Потом добавил, что Кант ошибался. В пример Канту вождь привел другого немецкого философа – Артура Шопенгауэра, который, по мнению Сталина, «оказался ближе к истине». Однако экзаменуемые сплоховали и не смогли назвать величайшую идею Шопенгауэра.
«Величайшая идея Шопенгауэра, – продолжал Сталин насмешливо, – это мир как воля и представление. Это значит, что за видимым миром нет ничего объективного, никакой “вещи в себе”, и чтобы заставить существовать это представление, чтобы сделать его реальным, необходима воля; огромная воля, которая и должна внушить это представление».
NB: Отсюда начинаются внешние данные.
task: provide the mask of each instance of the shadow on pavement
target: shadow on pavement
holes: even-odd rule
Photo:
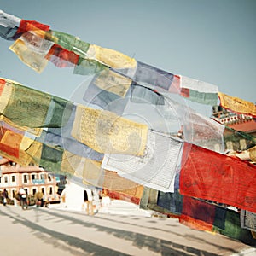
[[[111,234],[118,238],[125,241],[131,241],[132,242],[132,245],[136,246],[138,248],[147,247],[148,248],[148,250],[154,253],[160,253],[161,255],[191,255],[191,253],[195,255],[216,255],[214,253],[207,251],[198,250],[196,248],[190,247],[189,246],[180,245],[178,243],[175,243],[173,241],[170,241],[167,240],[159,239],[159,238],[155,238],[150,236],[146,236],[137,232],[104,227],[93,223],[88,223],[87,221],[84,221],[82,219],[78,219],[76,218],[67,216],[67,214],[66,215],[61,214],[59,212],[54,212],[52,211],[45,211],[39,208],[38,209],[35,208],[33,210],[37,212],[36,214],[38,214],[38,212],[44,212],[44,214],[49,215],[49,221],[56,221],[56,218],[60,218],[61,221],[67,220],[69,222],[72,222],[73,224],[79,224],[84,228],[96,229],[98,231],[108,232],[108,234]],[[125,253],[122,253],[121,252],[109,249],[108,247],[100,246],[98,244],[95,244],[79,239],[78,237],[69,236],[68,234],[65,234],[65,233],[52,230],[48,228],[44,228],[39,224],[37,224],[34,222],[32,222],[21,217],[17,212],[13,212],[11,209],[9,209],[9,212],[10,214],[3,212],[1,211],[0,213],[3,215],[7,215],[9,218],[13,219],[15,223],[21,224],[32,229],[33,231],[38,231],[38,233],[36,233],[35,236],[42,239],[45,243],[53,244],[54,247],[60,247],[63,250],[69,250],[71,253],[75,252],[76,255],[79,255],[78,249],[79,249],[79,251],[83,251],[84,253],[93,253],[93,255],[126,255]],[[109,219],[108,220],[111,221]],[[127,224],[127,222],[125,224]],[[176,235],[182,236],[180,234],[176,234]],[[193,239],[198,239],[198,238],[193,237]],[[202,241],[201,239],[200,240],[200,241],[201,243],[203,242],[207,243],[207,241]],[[73,247],[74,248],[73,249],[70,247]],[[223,248],[223,247],[219,247],[219,248]],[[236,253],[236,251],[230,250],[230,253]],[[80,255],[83,255],[83,253]]]

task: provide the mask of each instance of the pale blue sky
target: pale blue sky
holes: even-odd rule
[[[255,0],[1,0],[24,20],[219,86],[255,102]],[[84,77],[49,63],[38,74],[0,38],[0,76],[69,99]]]

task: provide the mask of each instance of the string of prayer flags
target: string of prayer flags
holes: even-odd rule
[[[112,112],[78,105],[72,136],[99,153],[143,155],[148,126]]]
[[[14,40],[21,19],[4,13],[0,9],[0,37],[6,40]]]
[[[181,94],[193,102],[217,105],[218,87],[209,83],[199,81],[180,75]]]
[[[168,136],[149,131],[144,154],[131,157],[121,154],[106,154],[102,168],[117,173],[145,187],[173,192],[174,177],[183,142]]]
[[[256,212],[255,166],[187,143],[183,150],[181,194]]]
[[[233,97],[218,92],[220,106],[238,113],[248,114],[256,117],[256,105],[253,102]]]

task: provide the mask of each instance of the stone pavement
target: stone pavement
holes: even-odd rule
[[[177,219],[0,206],[0,255],[255,255]]]

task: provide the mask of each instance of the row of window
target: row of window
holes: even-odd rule
[[[45,191],[44,187],[41,187],[40,189],[39,188],[31,188],[31,189],[25,188],[24,189],[27,195],[35,195],[38,191],[42,191],[44,195],[54,195],[54,189],[52,186],[47,187],[47,191]],[[15,189],[12,189],[10,190],[11,191],[9,191],[9,189],[7,189],[9,195],[10,195],[9,197],[14,199],[15,197],[15,193],[17,193],[17,190]]]
[[[16,177],[17,174],[12,174],[12,175],[3,175],[3,177],[0,177],[0,183],[15,183],[16,182]],[[9,180],[10,179],[10,180]],[[33,183],[36,182],[51,182],[53,179],[53,177],[50,175],[47,175],[45,173],[23,173],[22,174],[22,183],[28,183],[31,180]]]

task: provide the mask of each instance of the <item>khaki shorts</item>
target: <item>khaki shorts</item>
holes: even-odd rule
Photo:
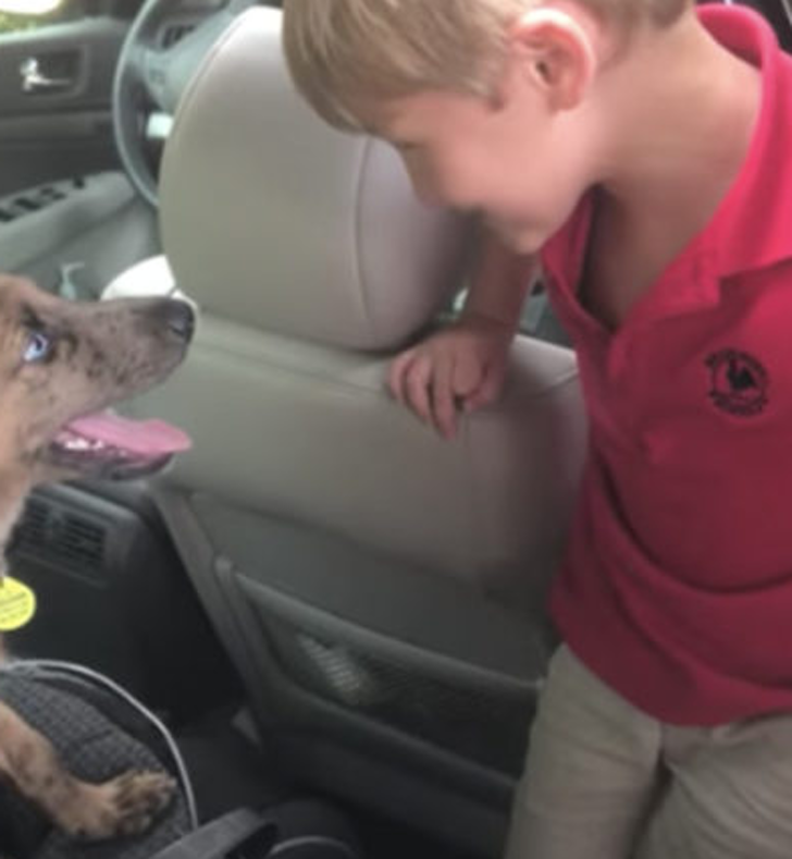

И далее Сталин говорит самое важное: «Представлений о мире существует столько же, сколько людей за земле; это неизбежно создает хаос; как же упорядочить этот хаос? Ответ прост: навязав всем одно представление. И его можно навязать только волей, единственной огромной волей, которая превыше всех прочих проявлений воли. Это я и сделал, насколько мне позволили силы». И далее Сталин говорит самое-самое важное: «И уверяю вас, под влиянием сильной воли люди в конце концов могут поверить во что угодно! Да, товарищи, во что угодно!»1.
1
Кундера М. Торжество незначительности: роман / Милан Кундера; пер. с фр. А. Смирновой. – СПб: Азбука, Азбука-Аттикус, 2017. С. 121–123.